The mass of flesh was first spotted on 18th Street, near a new housing development. It was a sort of pale beige blob, covered in veins and rosy splotches. It couldn’t hold a consistent shape, and whatever fluids and gasses it contained were gurgling loud enough to be heard a couple feet away. Some commuters waiting at a bus stop noticed it, then pedestrians began slowing down to gawk. Even folks who would normally mind their own business felt an obligation to put everything on hold and bear witness to whatever was going on. Before long, authorities were alerted and the block was partially closed off, but people kept showing up to see it for themselves.
Henry was at the corner store buying cigarettes when he heard about it. The cashier was talking to another customer who mentioned “that thing uptown.” Both were older men, and both spoke with a level of nonchalance that couldn’t have clued Henry into what kind of thing they were talking about. “I never seen nothing like that before,” the cashier said. “But tell you the truth, I ain’t seen much.”

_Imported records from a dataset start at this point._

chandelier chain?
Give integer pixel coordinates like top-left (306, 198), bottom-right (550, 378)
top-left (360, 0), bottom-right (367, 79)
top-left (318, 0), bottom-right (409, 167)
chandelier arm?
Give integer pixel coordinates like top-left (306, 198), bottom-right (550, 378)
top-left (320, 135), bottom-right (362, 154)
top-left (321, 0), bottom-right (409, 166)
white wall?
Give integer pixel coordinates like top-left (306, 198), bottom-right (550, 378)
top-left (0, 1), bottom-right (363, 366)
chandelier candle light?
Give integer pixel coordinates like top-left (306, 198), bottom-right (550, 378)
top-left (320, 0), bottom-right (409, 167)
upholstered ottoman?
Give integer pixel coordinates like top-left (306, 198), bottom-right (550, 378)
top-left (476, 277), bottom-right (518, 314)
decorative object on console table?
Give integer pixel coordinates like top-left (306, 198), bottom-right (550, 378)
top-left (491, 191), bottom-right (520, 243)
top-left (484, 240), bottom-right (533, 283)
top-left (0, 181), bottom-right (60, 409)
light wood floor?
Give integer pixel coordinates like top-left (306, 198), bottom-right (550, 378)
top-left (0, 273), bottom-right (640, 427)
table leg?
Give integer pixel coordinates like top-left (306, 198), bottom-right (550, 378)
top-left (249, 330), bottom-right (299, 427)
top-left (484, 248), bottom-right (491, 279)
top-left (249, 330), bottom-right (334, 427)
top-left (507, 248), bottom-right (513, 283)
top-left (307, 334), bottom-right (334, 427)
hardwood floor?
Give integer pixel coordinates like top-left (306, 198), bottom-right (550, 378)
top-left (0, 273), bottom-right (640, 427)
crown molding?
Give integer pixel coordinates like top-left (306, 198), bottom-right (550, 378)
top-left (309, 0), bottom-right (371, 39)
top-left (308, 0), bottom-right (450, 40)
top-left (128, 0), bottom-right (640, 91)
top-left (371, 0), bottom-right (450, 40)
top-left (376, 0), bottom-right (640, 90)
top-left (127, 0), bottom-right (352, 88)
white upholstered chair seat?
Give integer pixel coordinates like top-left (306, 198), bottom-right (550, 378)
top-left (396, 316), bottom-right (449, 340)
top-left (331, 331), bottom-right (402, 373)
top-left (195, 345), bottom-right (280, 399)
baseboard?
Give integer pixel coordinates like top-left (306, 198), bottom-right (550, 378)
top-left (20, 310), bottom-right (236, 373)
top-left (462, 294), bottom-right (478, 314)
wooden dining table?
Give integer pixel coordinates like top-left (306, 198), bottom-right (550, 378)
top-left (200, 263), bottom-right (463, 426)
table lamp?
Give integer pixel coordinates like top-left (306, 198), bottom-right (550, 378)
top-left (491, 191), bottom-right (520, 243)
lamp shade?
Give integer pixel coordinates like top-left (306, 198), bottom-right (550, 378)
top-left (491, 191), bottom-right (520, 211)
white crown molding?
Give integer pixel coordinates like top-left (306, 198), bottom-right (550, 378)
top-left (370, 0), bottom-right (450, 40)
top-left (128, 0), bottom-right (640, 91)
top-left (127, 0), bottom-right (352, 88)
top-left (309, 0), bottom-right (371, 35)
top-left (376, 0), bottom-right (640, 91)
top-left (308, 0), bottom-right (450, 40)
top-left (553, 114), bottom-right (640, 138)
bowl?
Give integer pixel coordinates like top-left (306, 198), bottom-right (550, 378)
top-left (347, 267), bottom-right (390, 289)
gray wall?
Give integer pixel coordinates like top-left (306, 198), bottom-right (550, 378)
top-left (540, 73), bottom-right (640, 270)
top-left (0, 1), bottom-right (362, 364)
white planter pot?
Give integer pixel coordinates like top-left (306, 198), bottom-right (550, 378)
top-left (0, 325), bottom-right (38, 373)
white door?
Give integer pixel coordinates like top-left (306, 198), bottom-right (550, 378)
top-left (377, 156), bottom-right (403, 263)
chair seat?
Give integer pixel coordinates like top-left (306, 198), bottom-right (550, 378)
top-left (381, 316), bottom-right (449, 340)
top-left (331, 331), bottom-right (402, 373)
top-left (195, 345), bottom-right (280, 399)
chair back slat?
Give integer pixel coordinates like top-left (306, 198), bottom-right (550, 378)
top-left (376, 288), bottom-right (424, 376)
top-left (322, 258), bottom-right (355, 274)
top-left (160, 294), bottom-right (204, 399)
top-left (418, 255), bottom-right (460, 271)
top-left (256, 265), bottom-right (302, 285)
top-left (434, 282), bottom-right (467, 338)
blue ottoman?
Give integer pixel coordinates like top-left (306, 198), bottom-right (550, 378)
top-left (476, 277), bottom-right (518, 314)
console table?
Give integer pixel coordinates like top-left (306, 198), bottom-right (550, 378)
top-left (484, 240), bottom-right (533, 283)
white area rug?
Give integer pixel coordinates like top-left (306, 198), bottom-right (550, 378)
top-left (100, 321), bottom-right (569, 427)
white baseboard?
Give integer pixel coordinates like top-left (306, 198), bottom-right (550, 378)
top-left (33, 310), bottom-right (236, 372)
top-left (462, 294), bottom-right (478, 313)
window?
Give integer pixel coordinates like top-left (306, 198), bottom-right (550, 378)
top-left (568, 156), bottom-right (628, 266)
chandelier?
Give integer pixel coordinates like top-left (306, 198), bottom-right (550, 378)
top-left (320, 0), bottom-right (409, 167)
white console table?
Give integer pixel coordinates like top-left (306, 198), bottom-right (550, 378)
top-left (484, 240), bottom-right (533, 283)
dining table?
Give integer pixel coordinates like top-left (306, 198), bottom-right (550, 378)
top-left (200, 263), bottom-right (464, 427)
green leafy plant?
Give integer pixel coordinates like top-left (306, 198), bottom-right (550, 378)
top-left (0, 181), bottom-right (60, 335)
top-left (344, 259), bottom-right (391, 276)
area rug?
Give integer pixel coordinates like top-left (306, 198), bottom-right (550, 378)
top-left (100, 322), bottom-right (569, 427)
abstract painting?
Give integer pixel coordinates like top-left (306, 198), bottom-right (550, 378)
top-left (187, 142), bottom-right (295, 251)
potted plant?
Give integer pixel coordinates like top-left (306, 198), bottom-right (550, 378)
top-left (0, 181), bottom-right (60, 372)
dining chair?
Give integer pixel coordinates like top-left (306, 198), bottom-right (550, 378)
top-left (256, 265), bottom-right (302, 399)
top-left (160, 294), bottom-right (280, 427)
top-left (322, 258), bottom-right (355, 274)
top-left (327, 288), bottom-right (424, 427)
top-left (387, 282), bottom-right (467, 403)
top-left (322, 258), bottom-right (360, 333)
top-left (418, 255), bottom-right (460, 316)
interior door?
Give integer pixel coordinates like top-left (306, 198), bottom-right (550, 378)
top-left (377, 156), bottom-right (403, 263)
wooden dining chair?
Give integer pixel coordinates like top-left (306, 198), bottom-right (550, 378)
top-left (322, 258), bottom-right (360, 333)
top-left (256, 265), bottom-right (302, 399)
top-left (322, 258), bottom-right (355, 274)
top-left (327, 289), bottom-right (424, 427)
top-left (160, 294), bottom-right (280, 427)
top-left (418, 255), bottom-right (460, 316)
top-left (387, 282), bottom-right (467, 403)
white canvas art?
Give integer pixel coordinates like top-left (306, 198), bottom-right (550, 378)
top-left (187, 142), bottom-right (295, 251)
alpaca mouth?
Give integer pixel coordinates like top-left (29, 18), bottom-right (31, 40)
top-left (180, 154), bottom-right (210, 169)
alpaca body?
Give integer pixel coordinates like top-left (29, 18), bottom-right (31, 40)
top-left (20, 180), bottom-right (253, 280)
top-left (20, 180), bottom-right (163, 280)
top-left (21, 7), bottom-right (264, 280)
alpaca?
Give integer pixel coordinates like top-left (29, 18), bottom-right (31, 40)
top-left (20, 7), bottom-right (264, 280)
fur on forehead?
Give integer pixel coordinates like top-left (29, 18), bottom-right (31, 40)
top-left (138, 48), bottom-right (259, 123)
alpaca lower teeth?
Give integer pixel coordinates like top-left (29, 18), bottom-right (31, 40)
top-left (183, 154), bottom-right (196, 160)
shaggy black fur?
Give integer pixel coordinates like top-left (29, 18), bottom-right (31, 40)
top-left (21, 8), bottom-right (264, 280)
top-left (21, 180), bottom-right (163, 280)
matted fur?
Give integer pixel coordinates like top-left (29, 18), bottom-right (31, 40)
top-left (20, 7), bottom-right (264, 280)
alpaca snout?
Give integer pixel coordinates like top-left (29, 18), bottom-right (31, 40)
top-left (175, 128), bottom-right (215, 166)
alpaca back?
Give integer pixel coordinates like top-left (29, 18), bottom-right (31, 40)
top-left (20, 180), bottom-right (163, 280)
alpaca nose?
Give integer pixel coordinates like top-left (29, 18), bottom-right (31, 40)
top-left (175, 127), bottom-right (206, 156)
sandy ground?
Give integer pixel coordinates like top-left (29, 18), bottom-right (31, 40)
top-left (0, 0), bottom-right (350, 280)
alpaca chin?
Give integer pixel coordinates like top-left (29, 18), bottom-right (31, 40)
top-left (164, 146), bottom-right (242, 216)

That was when a young boy ran into the store and announced that he had gotten a video of the blob. “I saw that shit up close,” he bragged, before showing everyone the clip on his phone. It was only a few seconds of footage, but it was clear enough. A big wad of what looked like organic matter was sitting there pulsating in broad daylight. It must have been about six feet high, seven feet wide, and eight feet long. “Probably gonna send the army out here,” the boy said. “Gonna try to kill it.” He giddily ran outside to show more people what he’d recorded.
The cashier shrugged. Henry’s immediate thought was that this was some sort of publicity stunt, or art piece. The thing he saw must have been animatronic, even if it could convincingly move like it was alive. At any rate, he had more important things to worry about. Without a word, he grabbed his cigarettes and left.
The streets were dead. Could life have come to a halt so suddenly because of some public spectacle? Didn’t people have obligations? All Henry could think about were his own. He had a week to vacate his apartment, no job, and less than fifty dollars to his name. And he had no plan for what to do about any of it. Unless the big blob could grant him three wishes, he didn’t want to hear about it.
On arriving back home, Henry sat on his stoop and smoked for twenty minutes. As long as a lit cigarette was in his mouth he could pretend time had stopped. As long as he didn’t go inside he could pretend nothing existed but the sidewalk and the steps and the railing. The little piles of ash at his feet and the sunlight glinting off his lighter were cosmic signifiers too complex for his primitive monkey brain to comprehend. This actually managed to give his mind a moment of respite. It occurred to him that maybe all these people who had suddenly become fixated on the freakshow uptown were looking for the same thing: an excuse to forget the rest of the world existed. Then it occurred to him that it might be a good idea to take a hot shower while he still had the chance.
Henry’s apartment was on the third floor. It was a depressing little studio which in his mind was made even more depressing by his lack of care for it. He slept on a flimsy mattress which lay directly on the floor, and kept a single chair and table for all other activities. He barely made use of the kitchenette save for boiling water and toasting bread. The only amenity he took some pride in was the bathroom, which was surprisingly pristine when he moved in and had remained so all through his occupancy. The landlord paid the water bill, so Henry never became stingy about using the shower. Now that his days in this place were coming to an end, it was all the more reason to savor it.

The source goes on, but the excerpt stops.